Ruling On Logging Road Runoff & SRSP Payments To Be Cut

Ruling On Logging Road Runoff & SRSP Payments To Be Cut

Ruling On Logging Road Runoff & SRSP Payments To Be Cut

I’m Lacy Gray with Washington Ag Today.

The U.S. Supreme Court has overturned a 2010 U.S. Circuit Court of Appeals ruling, which stated that stormwater running off logging roads was subject to Clean Water Act rules as a “point source” of pollution; finding that the EPA’s prior decision to exclude logging road runoff from Clean Water Act permits was a reasonable interpretation of the law. According to the Supreme Court’s ruling the agency was within its authority in finding that Clean Water Act regulations only apply to manufacturing, processing and storage in fixed locations, not to the harvest of raw materials from different areas.

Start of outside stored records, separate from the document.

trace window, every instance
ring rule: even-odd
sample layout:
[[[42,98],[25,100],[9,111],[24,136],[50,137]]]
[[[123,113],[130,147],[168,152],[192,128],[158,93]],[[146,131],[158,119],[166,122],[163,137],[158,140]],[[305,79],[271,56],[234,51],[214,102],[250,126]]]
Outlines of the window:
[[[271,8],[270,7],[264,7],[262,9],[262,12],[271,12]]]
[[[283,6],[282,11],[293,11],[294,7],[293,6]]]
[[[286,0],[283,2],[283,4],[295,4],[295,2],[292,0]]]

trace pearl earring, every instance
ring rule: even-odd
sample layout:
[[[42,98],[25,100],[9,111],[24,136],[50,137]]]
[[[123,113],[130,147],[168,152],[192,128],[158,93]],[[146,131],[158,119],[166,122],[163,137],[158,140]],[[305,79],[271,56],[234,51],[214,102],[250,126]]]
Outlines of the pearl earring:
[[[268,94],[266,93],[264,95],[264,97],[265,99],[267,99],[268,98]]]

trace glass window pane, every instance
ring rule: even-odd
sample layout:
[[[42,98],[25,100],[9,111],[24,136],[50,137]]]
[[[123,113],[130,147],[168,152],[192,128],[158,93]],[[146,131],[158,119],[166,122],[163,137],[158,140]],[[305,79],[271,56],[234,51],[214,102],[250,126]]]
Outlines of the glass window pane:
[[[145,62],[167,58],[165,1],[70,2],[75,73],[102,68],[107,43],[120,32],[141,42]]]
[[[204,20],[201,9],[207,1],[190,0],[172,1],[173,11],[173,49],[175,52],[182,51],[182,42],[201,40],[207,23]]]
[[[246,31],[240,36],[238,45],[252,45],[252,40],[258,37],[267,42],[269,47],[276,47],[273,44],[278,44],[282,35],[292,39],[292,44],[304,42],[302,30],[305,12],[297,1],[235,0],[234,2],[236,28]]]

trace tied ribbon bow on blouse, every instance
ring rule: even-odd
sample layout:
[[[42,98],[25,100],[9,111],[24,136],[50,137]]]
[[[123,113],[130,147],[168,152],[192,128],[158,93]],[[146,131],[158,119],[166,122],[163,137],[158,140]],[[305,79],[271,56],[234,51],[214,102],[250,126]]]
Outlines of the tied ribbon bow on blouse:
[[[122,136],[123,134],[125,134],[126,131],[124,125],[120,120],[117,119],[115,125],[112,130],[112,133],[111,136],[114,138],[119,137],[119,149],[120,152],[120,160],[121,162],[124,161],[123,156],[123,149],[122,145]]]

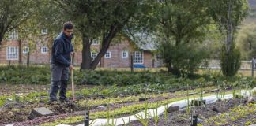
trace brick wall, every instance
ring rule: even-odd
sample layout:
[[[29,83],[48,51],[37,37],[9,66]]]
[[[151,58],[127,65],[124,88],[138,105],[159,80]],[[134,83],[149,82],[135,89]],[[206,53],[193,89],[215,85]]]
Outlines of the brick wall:
[[[6,60],[6,47],[7,46],[17,46],[18,42],[4,41],[2,50],[0,50],[0,63],[9,63]],[[27,46],[25,43],[22,43],[22,46]],[[36,43],[36,48],[33,50],[30,50],[30,63],[31,64],[49,64],[51,59],[51,47],[48,47],[47,54],[41,53],[41,48],[46,46],[46,44],[42,43]],[[99,45],[92,46],[94,50],[99,50]],[[122,43],[111,44],[107,51],[111,52],[111,58],[105,58],[104,56],[101,59],[101,66],[106,68],[128,68],[130,66],[130,56],[132,52],[136,50],[133,43],[128,40],[124,40]],[[74,59],[74,65],[80,65],[82,61],[81,50],[75,50],[76,55]],[[122,52],[128,51],[128,57],[122,58]],[[143,53],[143,65],[146,67],[152,67],[152,54],[149,51],[144,51]],[[22,62],[27,63],[27,54],[22,53]],[[11,61],[11,63],[18,63],[18,60]],[[100,66],[100,65],[99,65]]]

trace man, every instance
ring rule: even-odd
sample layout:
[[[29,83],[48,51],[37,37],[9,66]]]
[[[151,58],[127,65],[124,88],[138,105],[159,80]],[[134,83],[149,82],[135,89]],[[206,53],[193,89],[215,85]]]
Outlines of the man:
[[[50,102],[57,101],[57,93],[59,91],[59,101],[68,102],[66,96],[69,70],[73,69],[70,56],[73,55],[73,47],[71,43],[73,25],[72,22],[63,24],[62,32],[54,40],[51,57],[51,89]]]

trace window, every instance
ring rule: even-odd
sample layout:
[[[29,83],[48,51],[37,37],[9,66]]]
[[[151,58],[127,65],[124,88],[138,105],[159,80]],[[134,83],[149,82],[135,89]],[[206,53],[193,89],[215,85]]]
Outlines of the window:
[[[17,30],[13,30],[8,36],[8,39],[18,39],[19,35]]]
[[[128,58],[128,51],[122,52],[122,58]]]
[[[100,44],[99,39],[92,39],[92,45],[99,45],[99,44]]]
[[[43,46],[41,48],[41,53],[42,54],[47,54],[48,53],[48,48],[47,46]]]
[[[17,46],[9,46],[6,50],[7,60],[17,60],[18,59],[18,48]]]
[[[25,46],[23,50],[23,54],[28,54],[29,52],[29,47]]]
[[[92,57],[92,61],[94,61],[96,57],[97,57],[97,53],[96,52],[91,52],[91,57]]]
[[[47,35],[48,34],[48,29],[47,29],[47,28],[42,29],[41,33],[43,35]]]
[[[142,52],[135,51],[134,52],[134,64],[142,64],[143,63],[143,54]]]
[[[105,58],[111,58],[111,52],[107,52],[105,54]]]

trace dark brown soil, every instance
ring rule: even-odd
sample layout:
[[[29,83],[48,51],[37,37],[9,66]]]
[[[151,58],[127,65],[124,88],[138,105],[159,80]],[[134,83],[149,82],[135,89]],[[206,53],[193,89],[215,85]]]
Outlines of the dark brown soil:
[[[195,113],[198,115],[198,118],[201,119],[203,121],[213,117],[216,115],[228,112],[229,109],[233,108],[235,106],[243,105],[243,103],[244,100],[240,99],[230,99],[226,101],[225,103],[223,102],[216,102],[215,103],[206,105],[205,106],[197,106],[195,107]],[[213,108],[215,106],[218,109],[219,112],[213,111]],[[194,109],[191,108],[191,111]],[[192,112],[193,113],[193,112]],[[188,115],[186,110],[177,111],[167,114],[167,118],[164,118],[164,114],[160,116],[160,120],[157,123],[159,126],[189,126],[191,124],[190,117],[191,115]],[[245,123],[247,120],[252,120],[256,117],[256,114],[250,115],[247,118],[242,119],[240,124]],[[155,126],[155,121],[152,119],[149,120],[149,126]],[[238,120],[239,121],[239,120]],[[237,122],[238,123],[238,122]],[[139,120],[134,121],[130,125],[132,126],[143,126]],[[128,124],[128,125],[129,125]],[[205,125],[205,124],[204,124]],[[209,124],[207,124],[209,126]]]

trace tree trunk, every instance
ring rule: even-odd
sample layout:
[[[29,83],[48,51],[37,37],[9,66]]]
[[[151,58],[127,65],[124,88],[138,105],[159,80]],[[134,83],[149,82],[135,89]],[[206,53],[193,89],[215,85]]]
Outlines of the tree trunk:
[[[28,68],[29,67],[29,59],[30,58],[30,53],[29,51],[28,52],[28,57],[27,57],[27,67]]]
[[[1,50],[1,47],[2,47],[2,39],[3,39],[3,35],[0,35],[0,50]]]
[[[82,62],[81,64],[81,69],[92,69],[92,57],[90,47],[91,44],[88,37],[83,35]]]
[[[171,63],[167,65],[168,67],[168,72],[171,72],[174,75],[176,75],[178,76],[181,76],[181,72],[179,69],[175,68],[175,66],[172,66]]]
[[[19,39],[19,65],[22,64],[22,46],[21,46],[21,39]]]
[[[231,13],[232,12],[232,3],[231,1],[228,2],[228,20],[227,20],[227,25],[228,25],[228,29],[227,29],[227,40],[226,40],[226,51],[228,54],[230,52],[230,48],[232,43],[233,41],[233,30],[234,28],[232,28],[233,24],[232,21],[232,17],[231,17]]]

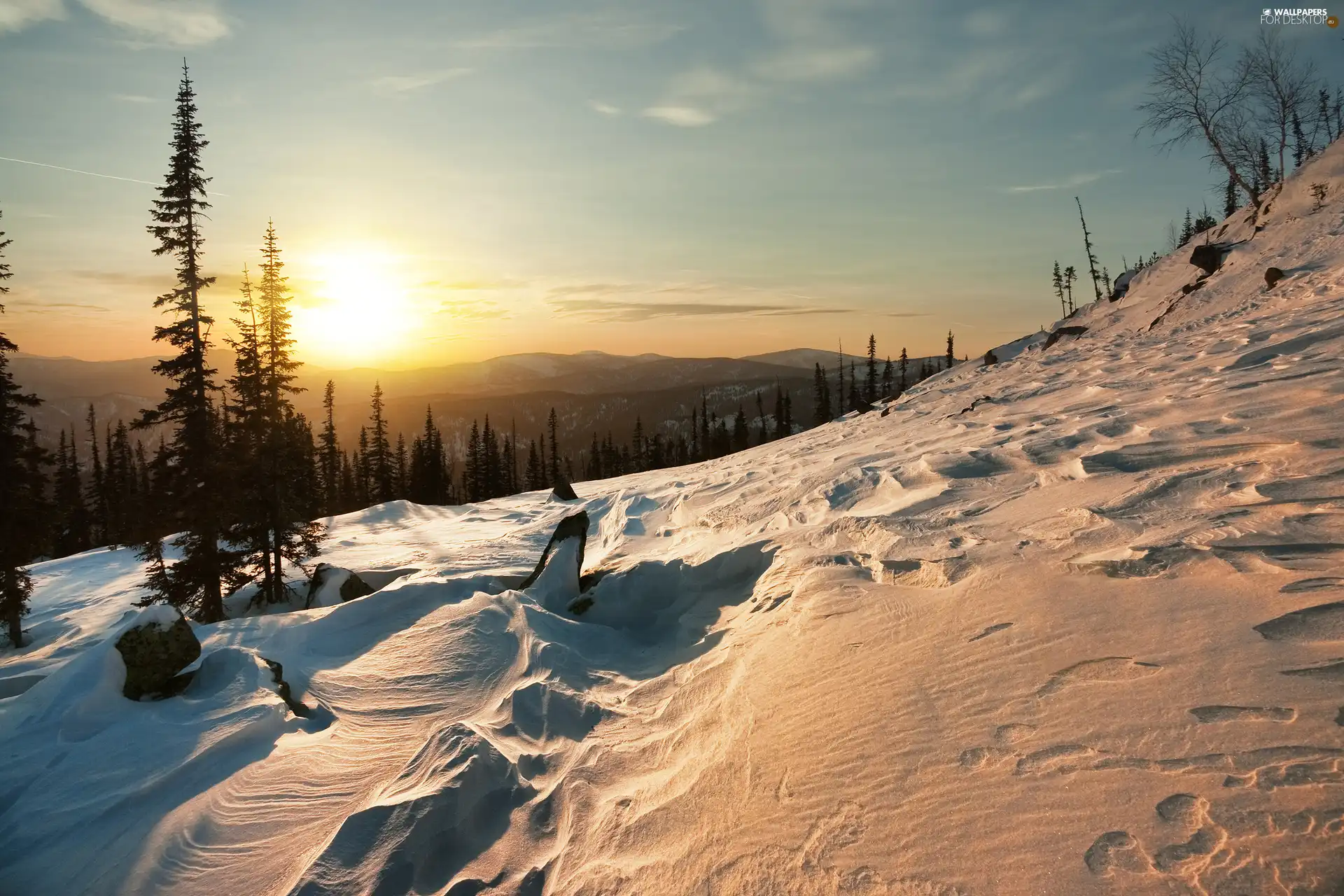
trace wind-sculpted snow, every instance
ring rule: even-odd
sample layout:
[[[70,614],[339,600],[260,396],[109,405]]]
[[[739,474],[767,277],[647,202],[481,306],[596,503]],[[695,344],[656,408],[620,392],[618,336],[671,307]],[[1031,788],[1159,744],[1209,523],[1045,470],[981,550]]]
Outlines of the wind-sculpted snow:
[[[132,552],[36,564],[0,892],[1339,892],[1340,196],[789,439],[331,520],[379,590],[239,598],[168,700]]]

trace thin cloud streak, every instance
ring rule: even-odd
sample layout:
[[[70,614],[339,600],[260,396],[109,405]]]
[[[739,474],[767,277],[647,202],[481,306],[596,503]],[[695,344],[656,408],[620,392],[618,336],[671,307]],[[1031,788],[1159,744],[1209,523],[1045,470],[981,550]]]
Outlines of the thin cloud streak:
[[[734,302],[629,302],[606,298],[562,298],[551,302],[556,314],[582,316],[599,324],[630,324],[661,317],[796,317],[802,314],[843,314],[843,308],[796,308],[790,305],[746,305]]]
[[[1095,171],[1095,172],[1090,172],[1090,173],[1085,173],[1085,175],[1073,175],[1070,177],[1066,177],[1064,180],[1060,180],[1060,181],[1056,181],[1056,183],[1052,183],[1052,184],[1031,184],[1031,185],[1024,185],[1024,187],[1005,187],[1004,192],[1007,192],[1007,193],[1034,193],[1034,192],[1039,192],[1042,189],[1068,189],[1068,188],[1073,188],[1073,187],[1083,187],[1085,184],[1090,184],[1090,183],[1101,180],[1102,177],[1109,177],[1110,175],[1118,175],[1118,173],[1122,173],[1120,168],[1107,168],[1106,171]]]
[[[434,85],[441,85],[448,81],[456,81],[469,74],[472,74],[470,69],[441,69],[439,71],[425,71],[418,75],[384,75],[382,78],[375,78],[371,83],[379,90],[410,93],[411,90],[421,90],[422,87],[433,87]]]
[[[36,165],[38,168],[51,168],[54,171],[69,171],[73,175],[89,175],[90,177],[106,177],[108,180],[124,180],[128,184],[144,184],[145,187],[163,187],[163,184],[156,184],[152,180],[140,180],[137,177],[121,177],[118,175],[99,175],[95,171],[83,171],[81,168],[66,168],[65,165],[48,165],[44,161],[31,161],[28,159],[11,159],[9,156],[0,156],[0,161],[16,161],[20,165]],[[207,196],[228,196],[228,193],[206,193]]]

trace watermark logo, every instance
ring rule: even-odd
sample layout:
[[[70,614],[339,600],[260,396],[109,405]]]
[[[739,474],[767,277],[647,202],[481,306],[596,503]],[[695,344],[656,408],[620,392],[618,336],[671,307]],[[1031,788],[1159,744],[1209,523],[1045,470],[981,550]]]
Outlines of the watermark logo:
[[[1262,26],[1339,26],[1339,19],[1329,9],[1270,9],[1261,12]]]

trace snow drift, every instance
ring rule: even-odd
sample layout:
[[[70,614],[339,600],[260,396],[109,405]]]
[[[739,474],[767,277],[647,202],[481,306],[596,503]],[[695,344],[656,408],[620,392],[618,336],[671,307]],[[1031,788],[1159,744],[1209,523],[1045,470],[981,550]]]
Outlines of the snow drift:
[[[198,627],[175,699],[118,692],[129,552],[35,566],[3,887],[1337,892],[1341,193],[1336,146],[1207,278],[1168,257],[878,412],[337,517],[321,559],[380,590]],[[585,600],[567,543],[519,590],[579,509]]]

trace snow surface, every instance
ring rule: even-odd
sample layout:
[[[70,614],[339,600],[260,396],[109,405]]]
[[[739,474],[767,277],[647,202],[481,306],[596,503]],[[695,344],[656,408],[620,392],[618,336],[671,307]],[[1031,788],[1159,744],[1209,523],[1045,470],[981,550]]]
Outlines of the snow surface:
[[[1341,152],[1048,351],[582,502],[336,517],[383,590],[198,626],[180,697],[117,692],[132,553],[35,566],[0,889],[1337,892]],[[575,617],[563,556],[512,586],[579,506]]]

The Secure Rural Schools Program was put into place as a result of declining timber harvest on federal lands. Nearly a year ago Congress approved, and President Obama signed into law, an extension of payments totaling over $323 million under the Secure Rural Schools Program to provide rural counties with funds for teachers, schools, police officers, emergency services and infrastructure. These payments went out this January, with Washington state receiving over $20 million. The U.S. Forest Service has now announced it will be retroactively subjecting those SRSP payments to sequestration cuts, and demanding refunds. Doc Hastings, Chairman of the House Natural Resources Committee had this to say in response to the announcement.

HASTINGS: To suggest that something that has already been allocated - and then you have to send money back, that just defies logic. I can understand you do that prospective, but I just don’t see how you can do that retroactive. But I think the political motivation of the administration is to make things as painful as possible, and this is one way to do that.

 

I’m Lacy Gray and that’s Washington Ag Today on the Ag Information Network.